Le professeur de philosophie, basé dans les Landes, a avant tout souhaité publier cette pétition pour ses élèves et ses enfants. «C’est l’avenir du pays et il ne s’avère pas aussi coloré et prometteur que celui qu’on pouvait envisager à mon époque», souligne-t-il. Arnaud Micaletti ne se définit pas comme un militant écologiste. Il assure avoir simplement souhaité réaliser «un geste citoyen» pour exprimer son ras-le-bol envers les politiques qui «considèrent avant tout l’intérêt économique sans penser aux conséquences à long terme».

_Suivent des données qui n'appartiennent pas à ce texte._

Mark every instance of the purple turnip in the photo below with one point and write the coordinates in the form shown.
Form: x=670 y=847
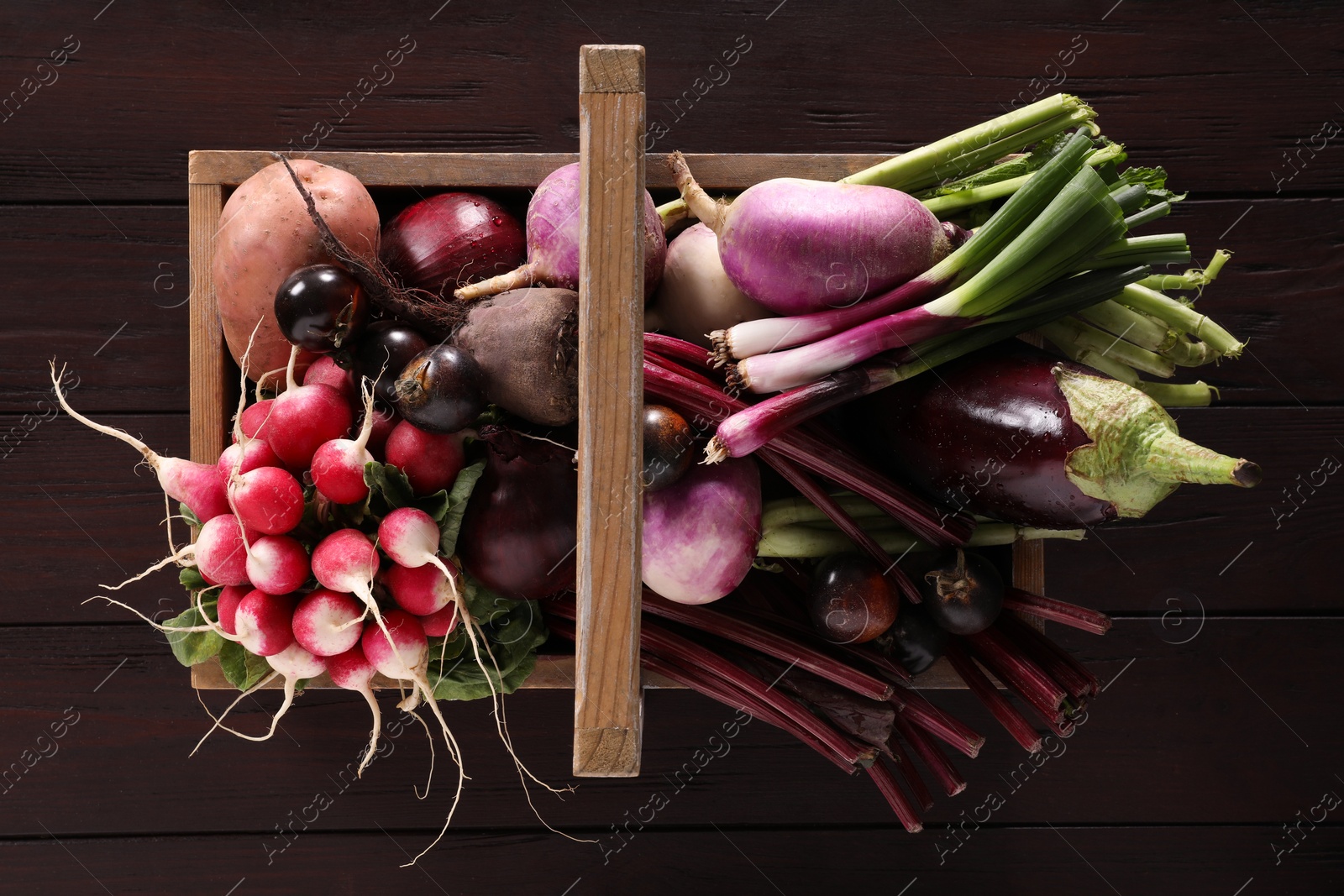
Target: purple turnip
x=1016 y=434
x=799 y=246
x=701 y=532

Son initiative bénéficie tout de même de relais politiques. Les député·es du groupe écologiste et social Benoît Biteau (Charente-Maritime) et Clémentine Autain (Seine-Saint-Denis), qui portent une proposition de loi «visant à protéger l’alimentation des Français et des Françaises des contaminations au cadmium», ont appelé à signer cette pétition.

L’espoir d’un débat à l’Assemblée

Concrètement, le citoyen engagé appelle le gouvernement à appliquer les recommandations scientifiques de l’Anses, à savoir de réduire la teneur maximale de cadmium dans les engrais phosphatés à 20 milligrammes par kilo (mg/kg), contre 90 mg/kg actuellement. Il plaide également pour un recours accru aux engrais organiques et à des pratiques agricoles qui ajustent le type et les quantités de matières fertilisantes en fonction des sols et des cultures. Une campagne nationale d’information pour alerter la population sur les sources d’exposition et les moyens de les réduire est aussi demandée.

Quel que soit le nombre d’adhésions, la pétition déposée sur la plateforme de l’Assemblée nationale va être attribuée à l’une des huit commissions permanentes, en fonction de la thématique qu’elle aborde (ici, la commission des affaires économiques). Les membres de la commission en question désigneront ensuite un·e rapporteur·e, qui proposera soit d’examiner le texte au cours d’un débat, soit de le classer. Dans le premier cas, la discussion fera l’objet d’un rapport.

À partir de 100 000 paraphes, le texte est mis en avant sur le site de l’Assemblée nationale pour gagner en visibilité. Et, si la pétition franchit le seuil des 500 000 signatures issues d’au moins 30 départements ou collectivités d’outre-mer, elle pourra donner lieu à un débat sans vote en séance publique à l’Assemblée nationale. «Ce serait bien d’obliger le gouvernement à agir», espère Arnaud Micaletti.

L’an dernier, la pétition sur la loi agricole Duplomb a eu cette opportunité. Elle a été débattue en février. Elle dénonçait la potentielle réintroduction – finalement retoquée par le Conseil constitutionnel – des néonicotinoïdes, des pesticides nocifs pour la biodiversité et la santé.